Wohl 367 v. Chr. wurde im Zuge innerer Strukturänderungen die ordentliche Stelle eines praetor urbanus geschaffen, der speziell die Aufgabe hatte, die Konsuln von wesentlichen Aufgaben innerhalb der Stadt zu entlasten und dafür ständig zur Verfügung zu stehen, so dass die fallweise Einsetzung eines praefectus urbi nicht mehr erforderlich war.[1] Das Amt war obsolet geworden und erschien bis zum Ende der Republik nicht mehr.
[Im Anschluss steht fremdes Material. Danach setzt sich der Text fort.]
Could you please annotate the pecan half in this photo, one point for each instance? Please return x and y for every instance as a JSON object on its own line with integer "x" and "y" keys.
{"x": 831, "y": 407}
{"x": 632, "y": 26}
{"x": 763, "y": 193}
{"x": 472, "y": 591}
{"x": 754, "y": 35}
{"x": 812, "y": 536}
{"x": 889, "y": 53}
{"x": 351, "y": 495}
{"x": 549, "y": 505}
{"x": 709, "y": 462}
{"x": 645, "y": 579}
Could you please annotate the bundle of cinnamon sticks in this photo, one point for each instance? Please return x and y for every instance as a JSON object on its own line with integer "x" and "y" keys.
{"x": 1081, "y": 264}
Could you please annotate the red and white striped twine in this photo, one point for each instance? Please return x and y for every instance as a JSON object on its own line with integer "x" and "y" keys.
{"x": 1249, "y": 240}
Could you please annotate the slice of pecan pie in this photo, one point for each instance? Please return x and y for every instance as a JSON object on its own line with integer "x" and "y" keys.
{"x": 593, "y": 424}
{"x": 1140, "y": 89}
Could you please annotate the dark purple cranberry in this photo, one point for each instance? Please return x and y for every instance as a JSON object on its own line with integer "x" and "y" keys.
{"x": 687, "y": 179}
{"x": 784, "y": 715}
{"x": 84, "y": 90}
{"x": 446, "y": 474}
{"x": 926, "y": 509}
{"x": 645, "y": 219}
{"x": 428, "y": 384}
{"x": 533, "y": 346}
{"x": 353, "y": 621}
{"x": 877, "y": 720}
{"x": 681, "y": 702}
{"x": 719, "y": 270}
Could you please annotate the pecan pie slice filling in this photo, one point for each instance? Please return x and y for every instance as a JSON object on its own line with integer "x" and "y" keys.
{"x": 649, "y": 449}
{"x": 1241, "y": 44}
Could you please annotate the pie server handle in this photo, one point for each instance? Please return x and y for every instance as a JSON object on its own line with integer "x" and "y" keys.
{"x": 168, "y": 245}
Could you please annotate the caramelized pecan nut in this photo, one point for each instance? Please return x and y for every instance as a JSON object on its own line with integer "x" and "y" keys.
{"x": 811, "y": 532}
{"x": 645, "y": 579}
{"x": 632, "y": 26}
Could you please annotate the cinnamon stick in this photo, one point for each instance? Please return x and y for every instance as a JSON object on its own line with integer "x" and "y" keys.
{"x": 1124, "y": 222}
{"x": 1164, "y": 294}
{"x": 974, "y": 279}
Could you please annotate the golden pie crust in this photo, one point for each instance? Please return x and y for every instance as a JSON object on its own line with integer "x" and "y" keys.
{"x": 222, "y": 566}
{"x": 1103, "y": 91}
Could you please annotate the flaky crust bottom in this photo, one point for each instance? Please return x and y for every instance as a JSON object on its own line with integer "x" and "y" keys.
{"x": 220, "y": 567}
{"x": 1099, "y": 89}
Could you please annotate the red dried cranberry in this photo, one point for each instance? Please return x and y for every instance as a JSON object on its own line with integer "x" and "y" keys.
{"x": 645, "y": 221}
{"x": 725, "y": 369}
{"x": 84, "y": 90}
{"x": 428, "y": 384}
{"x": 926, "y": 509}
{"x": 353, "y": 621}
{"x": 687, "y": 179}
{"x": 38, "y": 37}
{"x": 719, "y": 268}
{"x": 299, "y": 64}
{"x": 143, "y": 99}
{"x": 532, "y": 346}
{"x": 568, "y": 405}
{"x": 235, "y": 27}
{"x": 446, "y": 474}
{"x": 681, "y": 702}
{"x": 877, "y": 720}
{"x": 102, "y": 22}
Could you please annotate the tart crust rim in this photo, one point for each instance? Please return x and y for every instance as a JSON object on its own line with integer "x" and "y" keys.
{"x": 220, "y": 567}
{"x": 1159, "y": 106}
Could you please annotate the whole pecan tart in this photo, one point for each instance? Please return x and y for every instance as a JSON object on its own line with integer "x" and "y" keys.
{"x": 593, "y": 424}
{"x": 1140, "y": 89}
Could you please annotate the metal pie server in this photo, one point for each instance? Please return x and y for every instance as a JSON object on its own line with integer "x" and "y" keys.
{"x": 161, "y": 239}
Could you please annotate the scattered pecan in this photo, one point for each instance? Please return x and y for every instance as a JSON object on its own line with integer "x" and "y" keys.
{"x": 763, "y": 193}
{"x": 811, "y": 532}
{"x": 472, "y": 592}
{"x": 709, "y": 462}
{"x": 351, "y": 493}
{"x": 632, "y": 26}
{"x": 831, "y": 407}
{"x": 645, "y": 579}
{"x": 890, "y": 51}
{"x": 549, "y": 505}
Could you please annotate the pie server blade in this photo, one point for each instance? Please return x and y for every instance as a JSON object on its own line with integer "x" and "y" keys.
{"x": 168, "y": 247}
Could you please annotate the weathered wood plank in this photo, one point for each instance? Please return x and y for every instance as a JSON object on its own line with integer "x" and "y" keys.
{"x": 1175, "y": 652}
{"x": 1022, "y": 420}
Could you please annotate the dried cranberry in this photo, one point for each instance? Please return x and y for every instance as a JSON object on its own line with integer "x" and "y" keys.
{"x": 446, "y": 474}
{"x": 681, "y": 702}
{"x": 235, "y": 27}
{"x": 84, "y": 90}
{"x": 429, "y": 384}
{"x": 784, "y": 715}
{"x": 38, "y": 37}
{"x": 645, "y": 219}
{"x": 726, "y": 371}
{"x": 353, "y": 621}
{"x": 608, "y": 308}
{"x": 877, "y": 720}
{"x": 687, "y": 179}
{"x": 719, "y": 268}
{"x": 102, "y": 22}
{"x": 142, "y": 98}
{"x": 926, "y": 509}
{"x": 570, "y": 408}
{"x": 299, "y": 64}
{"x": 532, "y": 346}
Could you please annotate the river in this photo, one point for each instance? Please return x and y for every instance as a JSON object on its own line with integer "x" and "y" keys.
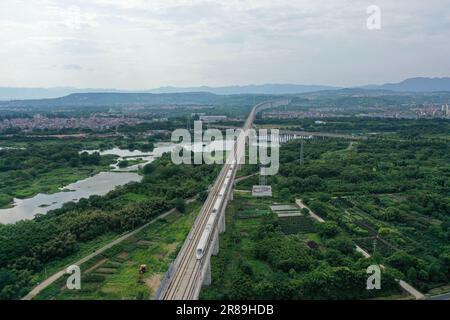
{"x": 99, "y": 184}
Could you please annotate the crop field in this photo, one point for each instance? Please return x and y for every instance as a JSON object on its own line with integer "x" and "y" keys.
{"x": 115, "y": 273}
{"x": 293, "y": 225}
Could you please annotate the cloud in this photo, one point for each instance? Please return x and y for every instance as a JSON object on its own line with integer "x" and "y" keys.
{"x": 142, "y": 44}
{"x": 72, "y": 67}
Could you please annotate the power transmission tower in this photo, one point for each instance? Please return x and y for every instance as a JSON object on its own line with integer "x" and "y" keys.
{"x": 302, "y": 156}
{"x": 188, "y": 122}
{"x": 262, "y": 179}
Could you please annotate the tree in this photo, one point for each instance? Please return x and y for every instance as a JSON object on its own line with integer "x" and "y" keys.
{"x": 180, "y": 205}
{"x": 328, "y": 229}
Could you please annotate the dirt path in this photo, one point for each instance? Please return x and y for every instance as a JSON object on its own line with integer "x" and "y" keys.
{"x": 44, "y": 284}
{"x": 404, "y": 285}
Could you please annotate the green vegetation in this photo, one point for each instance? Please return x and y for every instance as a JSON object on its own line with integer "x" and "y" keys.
{"x": 44, "y": 169}
{"x": 115, "y": 273}
{"x": 389, "y": 194}
{"x": 257, "y": 260}
{"x": 28, "y": 246}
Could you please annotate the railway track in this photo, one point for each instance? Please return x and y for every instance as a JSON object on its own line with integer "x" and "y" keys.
{"x": 186, "y": 279}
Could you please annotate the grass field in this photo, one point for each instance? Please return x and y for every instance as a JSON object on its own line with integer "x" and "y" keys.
{"x": 115, "y": 273}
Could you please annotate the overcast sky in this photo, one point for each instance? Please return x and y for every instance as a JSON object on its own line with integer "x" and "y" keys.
{"x": 140, "y": 44}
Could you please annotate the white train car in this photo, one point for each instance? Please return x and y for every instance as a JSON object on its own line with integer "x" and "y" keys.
{"x": 203, "y": 243}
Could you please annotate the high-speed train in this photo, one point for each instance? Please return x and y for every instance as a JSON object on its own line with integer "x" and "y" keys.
{"x": 207, "y": 232}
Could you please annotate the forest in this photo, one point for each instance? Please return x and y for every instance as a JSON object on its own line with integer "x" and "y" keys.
{"x": 389, "y": 194}
{"x": 29, "y": 246}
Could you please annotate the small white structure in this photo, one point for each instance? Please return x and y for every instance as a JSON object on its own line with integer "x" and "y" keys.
{"x": 213, "y": 118}
{"x": 262, "y": 191}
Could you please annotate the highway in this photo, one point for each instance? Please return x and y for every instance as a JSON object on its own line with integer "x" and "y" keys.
{"x": 187, "y": 278}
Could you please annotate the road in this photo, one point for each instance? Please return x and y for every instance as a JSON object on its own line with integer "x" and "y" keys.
{"x": 44, "y": 284}
{"x": 444, "y": 296}
{"x": 404, "y": 285}
{"x": 186, "y": 281}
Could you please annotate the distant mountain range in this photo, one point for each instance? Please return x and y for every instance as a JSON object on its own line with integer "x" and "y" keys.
{"x": 408, "y": 85}
{"x": 415, "y": 85}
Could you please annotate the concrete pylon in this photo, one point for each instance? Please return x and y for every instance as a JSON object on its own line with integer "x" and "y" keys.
{"x": 207, "y": 277}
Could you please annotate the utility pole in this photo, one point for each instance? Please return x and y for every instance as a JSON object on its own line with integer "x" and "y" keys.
{"x": 302, "y": 156}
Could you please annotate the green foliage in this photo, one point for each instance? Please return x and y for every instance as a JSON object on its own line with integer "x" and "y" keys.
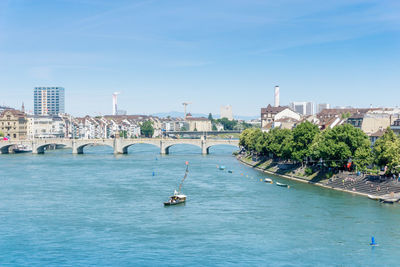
{"x": 336, "y": 146}
{"x": 279, "y": 142}
{"x": 303, "y": 136}
{"x": 249, "y": 138}
{"x": 228, "y": 124}
{"x": 147, "y": 129}
{"x": 387, "y": 152}
{"x": 363, "y": 158}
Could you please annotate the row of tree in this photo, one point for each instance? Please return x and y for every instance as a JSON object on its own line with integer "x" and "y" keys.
{"x": 336, "y": 147}
{"x": 229, "y": 125}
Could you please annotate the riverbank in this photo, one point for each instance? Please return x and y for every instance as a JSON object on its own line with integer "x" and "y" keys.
{"x": 353, "y": 187}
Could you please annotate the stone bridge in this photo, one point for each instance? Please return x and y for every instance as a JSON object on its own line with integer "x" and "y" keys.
{"x": 119, "y": 145}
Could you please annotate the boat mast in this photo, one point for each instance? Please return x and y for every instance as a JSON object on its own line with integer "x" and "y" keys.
{"x": 186, "y": 173}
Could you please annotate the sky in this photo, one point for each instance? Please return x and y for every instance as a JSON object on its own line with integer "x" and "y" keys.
{"x": 160, "y": 53}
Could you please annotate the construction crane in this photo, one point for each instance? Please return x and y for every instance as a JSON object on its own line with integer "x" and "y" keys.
{"x": 185, "y": 104}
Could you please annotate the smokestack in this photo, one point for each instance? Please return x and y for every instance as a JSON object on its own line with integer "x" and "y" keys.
{"x": 277, "y": 96}
{"x": 115, "y": 109}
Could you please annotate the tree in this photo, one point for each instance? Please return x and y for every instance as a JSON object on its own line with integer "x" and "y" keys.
{"x": 279, "y": 143}
{"x": 338, "y": 145}
{"x": 387, "y": 152}
{"x": 228, "y": 124}
{"x": 363, "y": 157}
{"x": 147, "y": 129}
{"x": 303, "y": 136}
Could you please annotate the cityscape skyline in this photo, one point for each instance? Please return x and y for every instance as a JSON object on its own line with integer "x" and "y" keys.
{"x": 316, "y": 52}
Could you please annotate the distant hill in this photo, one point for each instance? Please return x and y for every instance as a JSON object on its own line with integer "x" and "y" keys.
{"x": 177, "y": 114}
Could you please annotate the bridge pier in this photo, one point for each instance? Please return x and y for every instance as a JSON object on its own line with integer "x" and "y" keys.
{"x": 37, "y": 149}
{"x": 164, "y": 150}
{"x": 204, "y": 148}
{"x": 76, "y": 149}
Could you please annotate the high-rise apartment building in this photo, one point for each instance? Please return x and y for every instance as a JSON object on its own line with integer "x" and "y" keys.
{"x": 321, "y": 107}
{"x": 303, "y": 108}
{"x": 226, "y": 112}
{"x": 48, "y": 100}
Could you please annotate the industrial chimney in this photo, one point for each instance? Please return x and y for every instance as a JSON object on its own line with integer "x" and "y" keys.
{"x": 115, "y": 108}
{"x": 277, "y": 96}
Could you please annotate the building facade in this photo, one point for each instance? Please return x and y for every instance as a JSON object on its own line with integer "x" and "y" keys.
{"x": 45, "y": 127}
{"x": 303, "y": 108}
{"x": 13, "y": 124}
{"x": 322, "y": 106}
{"x": 49, "y": 100}
{"x": 226, "y": 112}
{"x": 199, "y": 124}
{"x": 270, "y": 114}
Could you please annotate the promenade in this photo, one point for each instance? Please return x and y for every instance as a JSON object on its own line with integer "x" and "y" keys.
{"x": 347, "y": 182}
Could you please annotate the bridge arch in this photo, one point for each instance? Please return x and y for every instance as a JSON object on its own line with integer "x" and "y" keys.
{"x": 208, "y": 146}
{"x": 5, "y": 148}
{"x": 125, "y": 147}
{"x": 168, "y": 146}
{"x": 40, "y": 147}
{"x": 78, "y": 148}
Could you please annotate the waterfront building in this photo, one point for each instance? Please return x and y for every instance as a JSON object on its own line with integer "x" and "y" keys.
{"x": 396, "y": 126}
{"x": 276, "y": 96}
{"x": 303, "y": 108}
{"x": 48, "y": 100}
{"x": 226, "y": 112}
{"x": 3, "y": 108}
{"x": 323, "y": 106}
{"x": 13, "y": 124}
{"x": 270, "y": 114}
{"x": 200, "y": 124}
{"x": 43, "y": 126}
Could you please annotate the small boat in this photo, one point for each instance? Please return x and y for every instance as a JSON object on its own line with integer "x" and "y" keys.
{"x": 21, "y": 149}
{"x": 178, "y": 197}
{"x": 282, "y": 185}
{"x": 388, "y": 200}
{"x": 373, "y": 197}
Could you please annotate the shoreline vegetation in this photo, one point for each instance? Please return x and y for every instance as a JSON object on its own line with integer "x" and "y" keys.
{"x": 341, "y": 158}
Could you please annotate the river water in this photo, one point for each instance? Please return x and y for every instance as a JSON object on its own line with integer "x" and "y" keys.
{"x": 99, "y": 209}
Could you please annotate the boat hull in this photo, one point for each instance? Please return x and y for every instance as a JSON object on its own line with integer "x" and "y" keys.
{"x": 282, "y": 185}
{"x": 174, "y": 203}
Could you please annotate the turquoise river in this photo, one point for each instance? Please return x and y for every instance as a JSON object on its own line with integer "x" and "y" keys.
{"x": 98, "y": 209}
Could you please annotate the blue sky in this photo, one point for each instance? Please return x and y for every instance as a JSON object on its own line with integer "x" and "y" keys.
{"x": 159, "y": 54}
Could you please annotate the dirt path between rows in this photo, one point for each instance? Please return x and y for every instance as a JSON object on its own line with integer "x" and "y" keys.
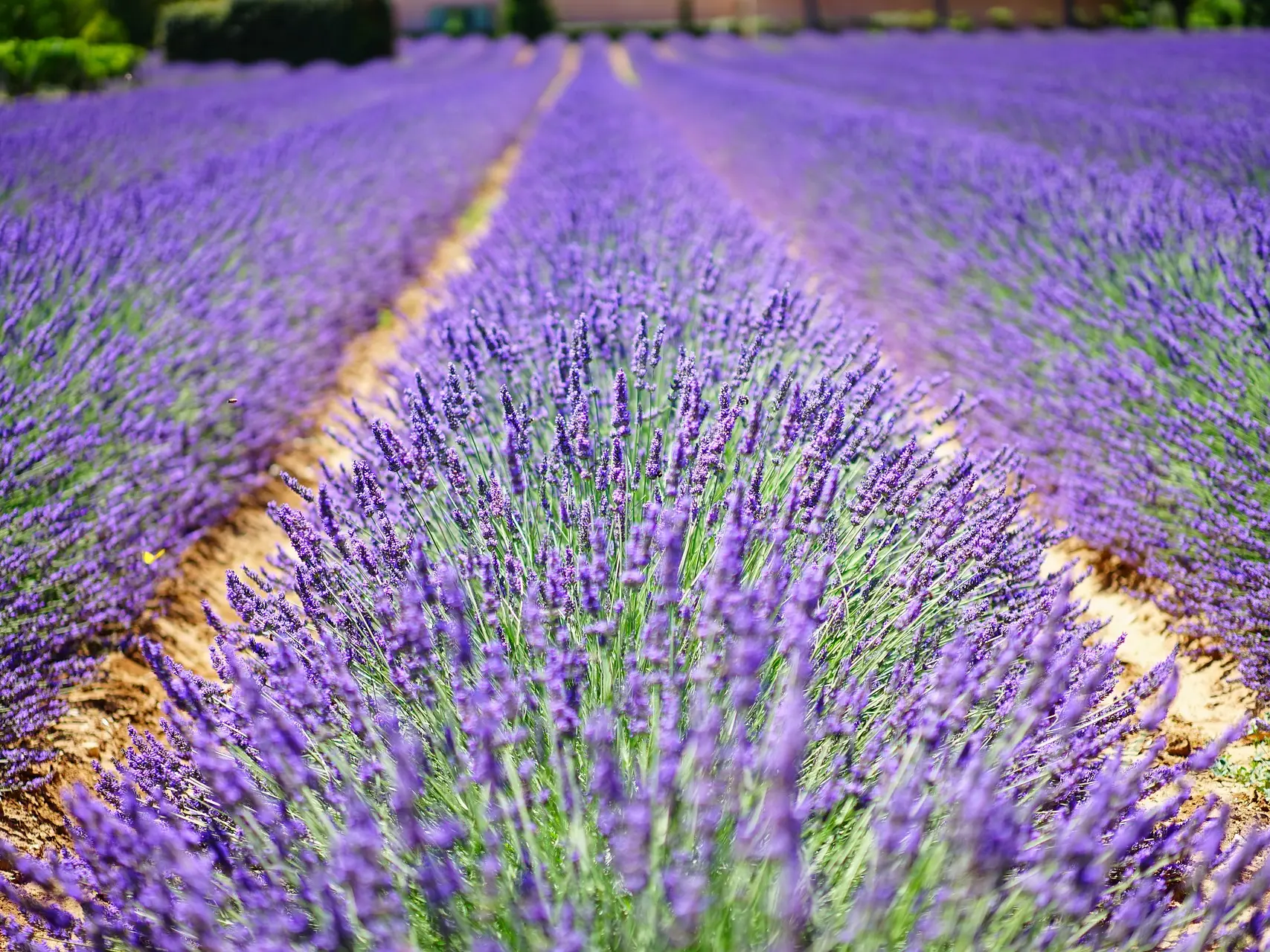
{"x": 126, "y": 692}
{"x": 1208, "y": 701}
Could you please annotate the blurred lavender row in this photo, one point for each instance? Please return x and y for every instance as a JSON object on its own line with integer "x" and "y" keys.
{"x": 179, "y": 269}
{"x": 1101, "y": 285}
{"x": 655, "y": 612}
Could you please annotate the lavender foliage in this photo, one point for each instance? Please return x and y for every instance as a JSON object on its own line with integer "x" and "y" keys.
{"x": 1101, "y": 285}
{"x": 654, "y": 612}
{"x": 179, "y": 268}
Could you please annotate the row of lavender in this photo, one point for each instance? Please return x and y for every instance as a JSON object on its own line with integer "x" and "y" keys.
{"x": 1109, "y": 310}
{"x": 650, "y": 616}
{"x": 178, "y": 272}
{"x": 1199, "y": 109}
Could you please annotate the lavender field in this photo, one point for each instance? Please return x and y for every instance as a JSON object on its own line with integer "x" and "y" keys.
{"x": 689, "y": 580}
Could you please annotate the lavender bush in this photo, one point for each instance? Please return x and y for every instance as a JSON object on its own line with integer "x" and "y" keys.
{"x": 1105, "y": 298}
{"x": 164, "y": 251}
{"x": 650, "y": 616}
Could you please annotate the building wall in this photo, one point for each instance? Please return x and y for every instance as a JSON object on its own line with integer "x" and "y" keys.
{"x": 833, "y": 12}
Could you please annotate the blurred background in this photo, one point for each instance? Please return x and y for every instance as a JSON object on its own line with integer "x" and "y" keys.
{"x": 75, "y": 45}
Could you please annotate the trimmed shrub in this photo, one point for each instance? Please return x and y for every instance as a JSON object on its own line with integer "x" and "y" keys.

Aufgrund der schlechten Quellenlage – kein einziges zeitgenössisches Zeugnis erwähnt einen frührepublikanischen praefectus urbi – halten es einige Forscher für gut möglich, dass die Existenz einer Stadtpräfektur in dieser frühen Phase ohnehin nur eine anachronistische Rückprojektion aus späterer Zeit ist.

Kaiser Augustus hielt es für zweckmäßig, die immer anspruchsvoller werdende Verwaltung einer Großstadt neu zu organisieren, und griff dabei (vielleicht) auf das alte Amt des praefectus urbi zurück – oder er erfand es neu. Das Amt wurde mit neuen Aufgaben versehen, zudem neu ausgestattet; der praefectus urbi wurde vom Kaiser aus den Reihen des Senatorenstandes bestellt (grundsätzlich aus der höchsten Rangklasse der ehemaligen Konsuln) und mit den vielfältigen Verwaltungsaufgaben eines „Oberbürgermeisters“ der kaiserlichen Hauptstadt und ihrer Umgebung im Umkreis von 100 Meilen betraut. Für spezielle Aufgaben (z. B. Bautätigkeit, Wasser- und Lebensmittelversorgung, Feuerwehr, Verkehrswege und Brücken, Marktwesen u. a.) gab es weitere Amtsträger (praefectus vigilum, curator aquarum und weitere).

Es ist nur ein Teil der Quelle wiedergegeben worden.